No profile of Al Gore is complete without the anecdote about his father telling the Nashville Tennessean, "If I have a baby boy, I don't want the news buried in the inside of the paper. I want it on page one where it belongs." And of course, when Albert Jr. was born, the front page photo was accompanied by the headline: "Well Mr. Gore, Here HE Is--On Page 1."
And so who better to join the ranks of those who study and teach the craft of journalism than a man who, as numerous pundits have pointed out, has lived on the front page from the day of his birth? Having Al Gore teach at Columbia as a visiting professor at the Graduate School of Journalism should be a fascinating opportunity to examine the relationship between the press and the government. The lines between the watchdog press and the powers that be get fuzzier every day, blurring, for example, when George Stephanopoulos went from being a White House adviser to an ABC commentator (with a stop at Columbia in between, of course--Gore is following a familiar pattern).
A good starting point in thinking about this tenuous and confused relationship is an incident Gore was involved in back in 1974. In the four years between Al Gore's return from Vietnam and his first run for Congress, he was a reporter for the Tennessean. He spent part of the time covering a city government rife with scandal.
His investigations led him to believe members of the Metro Council were routinely taking bribes to pass through zoning measures. Two council members in particular, Morris Haddox and Jack Clariday, were targeted by Gore's investigations.
The investigation of Haddox left lingering questions of propriety. Gore and the newspaper's publisher worked with the city district attorney to arrange and record a meeting between Haddox and a real estate developer who was one of Gore's main sources. The developer wore a wiretap, and Tennessean photographers were staking out the building. The exchange, bribe and all, ended up on the front page of the Tennessean.
The situation reminds us of how tricky it is to negotiate the terrain that separates journalists from the structures of authority and power that they cover. Imagine if a Spectator reporter figured out that a student council member was taking bribes from a campus group. Would it be ethical for the Spec to work with the Dean of Student Affairs to entrap the council member?
If you accept that the function of the press in any society, be it a nation, a city, or a campus, is to be a check on the prevailing power structure, then there must be a certain distance between the press and the authorities who enforce the rules. What kind of a position would the newspaper be in to report on the district attorney's office after having just worked so closely in conjunction with it?
Of course, Gore was a young reporter, and the ultimate responsibility for the incident belonged to his superiors at the paper.
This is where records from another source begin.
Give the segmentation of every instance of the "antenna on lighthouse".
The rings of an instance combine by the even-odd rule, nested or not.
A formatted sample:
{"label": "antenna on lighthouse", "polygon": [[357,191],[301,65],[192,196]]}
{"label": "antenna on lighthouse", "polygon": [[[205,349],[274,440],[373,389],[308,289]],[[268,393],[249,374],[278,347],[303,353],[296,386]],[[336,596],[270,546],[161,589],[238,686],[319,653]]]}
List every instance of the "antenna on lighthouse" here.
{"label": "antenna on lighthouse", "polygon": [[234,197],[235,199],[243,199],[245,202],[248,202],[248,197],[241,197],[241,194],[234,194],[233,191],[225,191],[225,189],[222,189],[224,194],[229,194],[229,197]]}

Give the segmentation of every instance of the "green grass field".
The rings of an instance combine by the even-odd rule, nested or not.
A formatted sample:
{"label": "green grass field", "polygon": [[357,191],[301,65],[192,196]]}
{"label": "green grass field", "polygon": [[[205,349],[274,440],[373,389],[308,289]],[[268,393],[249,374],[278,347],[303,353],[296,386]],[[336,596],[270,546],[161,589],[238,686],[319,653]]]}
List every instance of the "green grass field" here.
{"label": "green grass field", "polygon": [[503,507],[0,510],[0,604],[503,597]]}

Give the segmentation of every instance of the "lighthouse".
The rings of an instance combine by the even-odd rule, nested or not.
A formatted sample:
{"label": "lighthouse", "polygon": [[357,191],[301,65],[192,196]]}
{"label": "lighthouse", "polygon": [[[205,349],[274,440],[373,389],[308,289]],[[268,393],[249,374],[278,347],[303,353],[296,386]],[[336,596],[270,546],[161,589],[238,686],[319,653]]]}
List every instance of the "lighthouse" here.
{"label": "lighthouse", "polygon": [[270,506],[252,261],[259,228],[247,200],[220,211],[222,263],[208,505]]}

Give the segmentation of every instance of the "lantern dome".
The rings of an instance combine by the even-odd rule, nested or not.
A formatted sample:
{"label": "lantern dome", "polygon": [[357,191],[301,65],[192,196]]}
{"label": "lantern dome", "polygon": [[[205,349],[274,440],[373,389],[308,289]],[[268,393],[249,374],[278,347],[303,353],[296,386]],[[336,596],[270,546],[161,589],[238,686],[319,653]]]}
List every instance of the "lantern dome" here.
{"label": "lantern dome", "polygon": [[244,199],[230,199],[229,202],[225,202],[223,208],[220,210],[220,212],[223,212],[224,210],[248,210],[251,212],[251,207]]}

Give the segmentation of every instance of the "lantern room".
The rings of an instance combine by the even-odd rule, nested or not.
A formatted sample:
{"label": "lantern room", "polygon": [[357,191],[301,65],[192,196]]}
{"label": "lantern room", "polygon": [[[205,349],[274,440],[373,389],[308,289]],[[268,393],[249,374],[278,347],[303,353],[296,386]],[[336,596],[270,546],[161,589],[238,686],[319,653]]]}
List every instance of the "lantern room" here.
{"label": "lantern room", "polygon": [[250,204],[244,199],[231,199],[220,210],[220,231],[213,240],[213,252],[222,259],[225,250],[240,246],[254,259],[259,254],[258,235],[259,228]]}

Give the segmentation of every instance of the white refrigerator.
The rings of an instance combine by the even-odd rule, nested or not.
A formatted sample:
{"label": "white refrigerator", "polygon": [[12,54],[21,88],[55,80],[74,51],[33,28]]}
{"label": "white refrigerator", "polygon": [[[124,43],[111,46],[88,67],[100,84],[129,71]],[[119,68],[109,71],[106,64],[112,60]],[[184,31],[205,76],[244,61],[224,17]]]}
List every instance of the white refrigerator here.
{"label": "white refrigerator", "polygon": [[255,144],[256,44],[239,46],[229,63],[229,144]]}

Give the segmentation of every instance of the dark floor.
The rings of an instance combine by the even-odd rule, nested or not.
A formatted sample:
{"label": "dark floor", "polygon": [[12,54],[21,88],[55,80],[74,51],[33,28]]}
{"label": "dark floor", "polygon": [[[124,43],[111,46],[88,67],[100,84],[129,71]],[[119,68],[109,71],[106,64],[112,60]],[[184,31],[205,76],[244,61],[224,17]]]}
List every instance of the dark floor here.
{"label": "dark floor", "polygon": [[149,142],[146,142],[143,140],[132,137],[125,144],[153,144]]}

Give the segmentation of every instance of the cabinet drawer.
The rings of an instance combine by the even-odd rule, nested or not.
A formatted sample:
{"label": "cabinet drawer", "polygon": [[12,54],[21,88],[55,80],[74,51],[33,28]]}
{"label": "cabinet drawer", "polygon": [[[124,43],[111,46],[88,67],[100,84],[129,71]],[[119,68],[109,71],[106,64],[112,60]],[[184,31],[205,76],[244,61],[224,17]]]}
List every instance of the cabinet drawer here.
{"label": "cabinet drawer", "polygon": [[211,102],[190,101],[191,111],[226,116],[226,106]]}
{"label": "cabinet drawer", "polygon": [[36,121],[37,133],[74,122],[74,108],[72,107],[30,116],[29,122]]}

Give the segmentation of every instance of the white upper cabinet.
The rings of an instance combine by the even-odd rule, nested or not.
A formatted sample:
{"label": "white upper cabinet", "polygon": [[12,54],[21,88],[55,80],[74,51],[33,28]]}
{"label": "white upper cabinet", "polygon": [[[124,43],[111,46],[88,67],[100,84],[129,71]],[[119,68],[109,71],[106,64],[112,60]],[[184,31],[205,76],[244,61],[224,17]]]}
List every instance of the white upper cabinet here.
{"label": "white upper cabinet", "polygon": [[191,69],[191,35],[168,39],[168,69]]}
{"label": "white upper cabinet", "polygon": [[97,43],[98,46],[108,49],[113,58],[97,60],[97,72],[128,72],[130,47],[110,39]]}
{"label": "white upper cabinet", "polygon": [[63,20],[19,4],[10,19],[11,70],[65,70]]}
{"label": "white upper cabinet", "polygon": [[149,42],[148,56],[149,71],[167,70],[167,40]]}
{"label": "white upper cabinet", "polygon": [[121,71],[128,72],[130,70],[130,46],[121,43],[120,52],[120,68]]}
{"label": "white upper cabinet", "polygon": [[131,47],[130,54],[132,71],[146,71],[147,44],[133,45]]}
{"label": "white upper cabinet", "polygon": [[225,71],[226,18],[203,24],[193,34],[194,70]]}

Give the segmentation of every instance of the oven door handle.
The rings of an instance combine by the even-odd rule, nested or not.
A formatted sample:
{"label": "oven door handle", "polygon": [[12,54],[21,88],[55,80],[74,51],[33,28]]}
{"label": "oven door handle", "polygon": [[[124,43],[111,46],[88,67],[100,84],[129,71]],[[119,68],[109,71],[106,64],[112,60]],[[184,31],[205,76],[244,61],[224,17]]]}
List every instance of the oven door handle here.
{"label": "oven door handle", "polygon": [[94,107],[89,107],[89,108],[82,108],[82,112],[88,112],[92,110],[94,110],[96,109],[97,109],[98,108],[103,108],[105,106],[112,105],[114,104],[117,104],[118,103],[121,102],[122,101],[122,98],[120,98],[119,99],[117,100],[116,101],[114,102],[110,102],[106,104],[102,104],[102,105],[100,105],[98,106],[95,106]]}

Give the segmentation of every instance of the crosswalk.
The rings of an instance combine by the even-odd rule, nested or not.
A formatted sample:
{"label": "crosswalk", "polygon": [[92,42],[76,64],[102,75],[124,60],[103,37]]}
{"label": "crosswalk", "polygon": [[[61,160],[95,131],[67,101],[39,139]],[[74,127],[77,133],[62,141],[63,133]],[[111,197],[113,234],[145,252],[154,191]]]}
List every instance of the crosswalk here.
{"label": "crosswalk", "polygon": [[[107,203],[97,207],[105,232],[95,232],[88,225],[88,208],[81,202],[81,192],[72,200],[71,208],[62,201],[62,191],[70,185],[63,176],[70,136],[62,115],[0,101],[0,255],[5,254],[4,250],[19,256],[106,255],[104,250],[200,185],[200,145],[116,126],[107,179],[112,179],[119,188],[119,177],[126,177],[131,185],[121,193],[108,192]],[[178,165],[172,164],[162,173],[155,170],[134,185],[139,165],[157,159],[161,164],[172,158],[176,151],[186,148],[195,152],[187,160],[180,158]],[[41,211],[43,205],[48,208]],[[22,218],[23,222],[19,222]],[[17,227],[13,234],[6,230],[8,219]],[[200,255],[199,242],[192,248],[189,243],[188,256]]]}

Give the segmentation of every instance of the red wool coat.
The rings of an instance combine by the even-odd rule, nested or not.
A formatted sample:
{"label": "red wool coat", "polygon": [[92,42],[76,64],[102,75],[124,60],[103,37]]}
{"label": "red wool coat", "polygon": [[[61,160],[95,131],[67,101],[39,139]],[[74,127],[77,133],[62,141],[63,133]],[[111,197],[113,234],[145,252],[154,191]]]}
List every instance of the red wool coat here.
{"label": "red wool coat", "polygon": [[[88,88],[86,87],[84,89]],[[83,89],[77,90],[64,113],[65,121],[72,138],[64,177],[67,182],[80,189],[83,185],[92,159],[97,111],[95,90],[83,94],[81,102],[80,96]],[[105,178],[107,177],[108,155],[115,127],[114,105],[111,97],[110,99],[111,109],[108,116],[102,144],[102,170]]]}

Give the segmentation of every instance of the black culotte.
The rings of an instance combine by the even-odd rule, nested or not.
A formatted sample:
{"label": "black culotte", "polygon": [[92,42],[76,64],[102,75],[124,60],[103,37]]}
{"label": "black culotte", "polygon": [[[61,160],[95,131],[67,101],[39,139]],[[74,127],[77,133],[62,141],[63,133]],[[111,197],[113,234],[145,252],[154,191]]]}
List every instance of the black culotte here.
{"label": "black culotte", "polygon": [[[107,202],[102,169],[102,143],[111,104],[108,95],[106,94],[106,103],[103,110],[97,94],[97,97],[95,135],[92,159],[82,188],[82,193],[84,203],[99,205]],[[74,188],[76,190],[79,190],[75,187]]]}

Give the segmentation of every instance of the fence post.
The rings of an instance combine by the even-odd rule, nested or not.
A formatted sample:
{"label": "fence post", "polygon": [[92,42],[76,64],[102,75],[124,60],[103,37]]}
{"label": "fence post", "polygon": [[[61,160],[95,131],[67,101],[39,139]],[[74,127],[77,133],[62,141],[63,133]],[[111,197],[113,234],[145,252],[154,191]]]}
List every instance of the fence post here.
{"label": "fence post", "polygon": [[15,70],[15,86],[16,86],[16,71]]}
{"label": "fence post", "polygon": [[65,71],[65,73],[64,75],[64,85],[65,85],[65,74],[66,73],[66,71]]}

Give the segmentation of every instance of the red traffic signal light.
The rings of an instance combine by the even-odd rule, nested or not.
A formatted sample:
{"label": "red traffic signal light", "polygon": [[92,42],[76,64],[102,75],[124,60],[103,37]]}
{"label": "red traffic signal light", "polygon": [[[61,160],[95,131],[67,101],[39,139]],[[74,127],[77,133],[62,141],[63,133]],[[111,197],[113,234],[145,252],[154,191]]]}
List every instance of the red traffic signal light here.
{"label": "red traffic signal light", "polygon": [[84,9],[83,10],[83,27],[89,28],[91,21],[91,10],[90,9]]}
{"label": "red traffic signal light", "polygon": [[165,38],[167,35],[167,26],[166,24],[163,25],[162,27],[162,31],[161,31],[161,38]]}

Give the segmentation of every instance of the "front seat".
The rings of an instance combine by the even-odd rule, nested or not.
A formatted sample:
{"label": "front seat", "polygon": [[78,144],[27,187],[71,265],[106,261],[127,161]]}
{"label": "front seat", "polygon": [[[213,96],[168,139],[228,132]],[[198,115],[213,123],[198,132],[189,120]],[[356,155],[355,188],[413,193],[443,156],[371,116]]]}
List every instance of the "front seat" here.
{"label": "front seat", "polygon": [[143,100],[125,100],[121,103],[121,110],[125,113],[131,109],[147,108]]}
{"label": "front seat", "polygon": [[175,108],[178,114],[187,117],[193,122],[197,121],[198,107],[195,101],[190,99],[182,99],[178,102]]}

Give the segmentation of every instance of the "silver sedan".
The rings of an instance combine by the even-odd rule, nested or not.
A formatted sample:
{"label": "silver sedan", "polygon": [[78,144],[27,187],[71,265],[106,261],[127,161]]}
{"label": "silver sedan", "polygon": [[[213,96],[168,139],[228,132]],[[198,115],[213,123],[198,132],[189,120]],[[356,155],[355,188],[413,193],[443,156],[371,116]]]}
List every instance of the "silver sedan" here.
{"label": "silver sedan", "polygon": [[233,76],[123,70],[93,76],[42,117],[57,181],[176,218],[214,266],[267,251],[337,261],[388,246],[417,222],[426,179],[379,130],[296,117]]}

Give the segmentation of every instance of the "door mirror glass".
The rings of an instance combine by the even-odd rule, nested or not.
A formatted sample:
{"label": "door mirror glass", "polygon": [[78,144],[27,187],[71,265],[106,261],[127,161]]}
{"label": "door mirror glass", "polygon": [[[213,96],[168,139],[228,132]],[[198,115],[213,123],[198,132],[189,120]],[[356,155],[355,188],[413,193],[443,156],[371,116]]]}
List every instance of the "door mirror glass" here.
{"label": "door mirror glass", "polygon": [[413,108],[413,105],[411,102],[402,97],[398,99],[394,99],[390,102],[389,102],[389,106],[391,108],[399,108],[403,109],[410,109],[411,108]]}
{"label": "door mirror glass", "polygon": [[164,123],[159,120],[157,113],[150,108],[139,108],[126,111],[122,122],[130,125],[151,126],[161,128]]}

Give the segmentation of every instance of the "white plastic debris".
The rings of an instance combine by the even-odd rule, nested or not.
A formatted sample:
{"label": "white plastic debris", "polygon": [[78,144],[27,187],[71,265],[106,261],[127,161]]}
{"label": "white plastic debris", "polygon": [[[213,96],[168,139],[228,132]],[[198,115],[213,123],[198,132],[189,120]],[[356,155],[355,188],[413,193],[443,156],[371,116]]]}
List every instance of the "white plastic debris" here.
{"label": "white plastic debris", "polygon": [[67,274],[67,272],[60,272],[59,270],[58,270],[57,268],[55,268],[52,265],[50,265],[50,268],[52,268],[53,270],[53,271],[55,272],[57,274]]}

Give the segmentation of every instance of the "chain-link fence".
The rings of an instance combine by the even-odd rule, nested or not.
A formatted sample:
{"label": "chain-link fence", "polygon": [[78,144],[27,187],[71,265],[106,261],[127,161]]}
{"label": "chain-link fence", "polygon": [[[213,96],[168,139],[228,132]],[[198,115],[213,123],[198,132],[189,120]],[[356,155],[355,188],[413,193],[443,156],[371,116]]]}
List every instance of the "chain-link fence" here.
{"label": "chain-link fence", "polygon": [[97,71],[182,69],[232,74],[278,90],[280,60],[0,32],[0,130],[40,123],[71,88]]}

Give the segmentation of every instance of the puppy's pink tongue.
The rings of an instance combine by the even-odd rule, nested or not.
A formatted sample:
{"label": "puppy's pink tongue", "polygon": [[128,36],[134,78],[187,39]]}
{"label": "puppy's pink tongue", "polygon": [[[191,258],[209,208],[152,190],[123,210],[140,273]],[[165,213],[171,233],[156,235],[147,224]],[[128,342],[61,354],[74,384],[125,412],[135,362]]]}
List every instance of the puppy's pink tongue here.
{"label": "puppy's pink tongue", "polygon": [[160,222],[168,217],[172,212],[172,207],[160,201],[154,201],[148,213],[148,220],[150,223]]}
The publisher at the time, John Seigenthaler, told the Columbia Journalism Review in 1993 that he does not regret what happened, but he recognizes the ethical questions.
"I am as idealistic as I can be, but the reason it is so tough for us to develop a meaningful standard of ethics in journalism is that you are faced, from time to time, with critical decisions that cannot be made in the abstract," he told the magazine.
Gore has rarely commented publicly on the case. But during the 1988 campaign, he boasted to the Des Moines Register that the investigation for the Tennessean "got a bunch of people indicted and sent to jail."
Not only did that dodge the moral ambiguity, but it was one of the first less-than-accurate embellishments that would end up as a common caricature of Gore a dozen years later. There were only two men who were indicted on charges stemming from the investigation, and neither went to jail. Clariday's sentence was suspended, and Haddox was acquitted after a second trial.
In recent years, Gore said that the experience helped convince him to pursue politics, to have more influence over the system that led to Haddox's acquittal. As for Morris Haddox himself, he and Gore have since reconciled, and Haddox is back on the Nashville Metro Council.
The issues involved here are very much alive. Just this week, the Phoenix New Times sparked a controversy by interviewing a man who claims to be the arsonist who has been torching posh new half-built homes to protest urban sprawl. Other news outlets who had received the alleged arsonist's letters had turned them over to the FBI.
It is time for a serious dialogue about the interplay of the press and power structures at every level of society. Clearly Al Gore is going to be at Columbia for more important and immediate reasons than his career at the Tennessean. But if he is going to carry the moral authority of a professor of journalism, charged with upholding and instilling the best values of reporting as an art and a science, it seems proper for him to discuss this perfect case study from his own journalistic past.